Although it will roll off the production line ready for the trail, the Trailhunter gives overlanders plenty of opportunities to modify the rig with an ever-growing lineup of OEM accessories. The accessories will be available through Toyota’s newly established Associated Accessory Products, which includes rooftop tents, refrigerators, lighting, and bumpers. With the new accessory line, many believe the Trailhunter trim will eventually be available on models like the Tacoma and 4Runner.
From battery fires and wheels spinning off to a host of reliability and quality issues, 2022 was a rollercoaster for the automotive industry. Yet, it wasn’t all bad. It also introduced us to remarkable new models, like the Grand Wagoneer, Chevy Bolt EUV, GMC Hummer EV, Ford Maverick, and Chevy Silverado EV. In addition, the year brought a long-awaited redesign to capable workhorses like the Nissan Frontier and teased us with concepts like the Toyota Trailhunter.
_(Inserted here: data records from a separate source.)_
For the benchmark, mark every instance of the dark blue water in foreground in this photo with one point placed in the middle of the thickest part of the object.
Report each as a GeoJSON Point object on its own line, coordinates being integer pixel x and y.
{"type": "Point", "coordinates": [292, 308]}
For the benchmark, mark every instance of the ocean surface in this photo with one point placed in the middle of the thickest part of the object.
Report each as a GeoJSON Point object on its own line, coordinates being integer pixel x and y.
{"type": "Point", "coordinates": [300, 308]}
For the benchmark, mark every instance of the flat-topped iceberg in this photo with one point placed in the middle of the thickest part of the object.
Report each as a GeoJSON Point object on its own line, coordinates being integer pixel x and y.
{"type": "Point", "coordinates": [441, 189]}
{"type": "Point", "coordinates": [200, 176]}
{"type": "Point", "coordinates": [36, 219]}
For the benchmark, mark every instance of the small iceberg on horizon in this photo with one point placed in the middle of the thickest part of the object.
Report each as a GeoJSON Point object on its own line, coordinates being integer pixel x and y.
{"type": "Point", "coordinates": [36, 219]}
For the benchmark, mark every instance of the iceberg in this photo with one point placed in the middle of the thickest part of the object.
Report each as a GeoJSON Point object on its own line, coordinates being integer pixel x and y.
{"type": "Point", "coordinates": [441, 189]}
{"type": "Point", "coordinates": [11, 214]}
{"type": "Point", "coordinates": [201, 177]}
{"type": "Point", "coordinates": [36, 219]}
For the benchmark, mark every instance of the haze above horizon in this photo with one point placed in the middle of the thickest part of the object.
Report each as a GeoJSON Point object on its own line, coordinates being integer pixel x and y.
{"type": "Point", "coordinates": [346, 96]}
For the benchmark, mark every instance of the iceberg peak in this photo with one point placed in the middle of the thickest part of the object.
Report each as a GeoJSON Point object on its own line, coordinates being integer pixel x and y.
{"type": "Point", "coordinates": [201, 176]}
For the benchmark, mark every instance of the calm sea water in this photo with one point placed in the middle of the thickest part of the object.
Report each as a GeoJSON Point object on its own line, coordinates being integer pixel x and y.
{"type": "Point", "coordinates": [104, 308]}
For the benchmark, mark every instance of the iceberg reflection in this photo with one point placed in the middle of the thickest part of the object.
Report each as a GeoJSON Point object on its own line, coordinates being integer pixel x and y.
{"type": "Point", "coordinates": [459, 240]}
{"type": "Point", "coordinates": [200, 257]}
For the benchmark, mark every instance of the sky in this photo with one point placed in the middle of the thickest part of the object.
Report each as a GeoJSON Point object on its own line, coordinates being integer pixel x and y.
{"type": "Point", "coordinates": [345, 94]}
These highs and lows are expected. In light of the pandemic and its aftermath, automakers are continuing to rebuild and regain their footing as they fight supply chain issues and face ongoing labor shortages. At the same time, demand for vehicles remains high. We not only need new vehicles; we want them. This increasing demand is lighting a fire under automakers to deliver or face the consequences of shifting loyalty. As a result, we see the ebb and flow of success and failure, with automakers learning valuable lessons as they rush to deliver the cars, trucks, and SUVs we so desperately want sooner rather than later.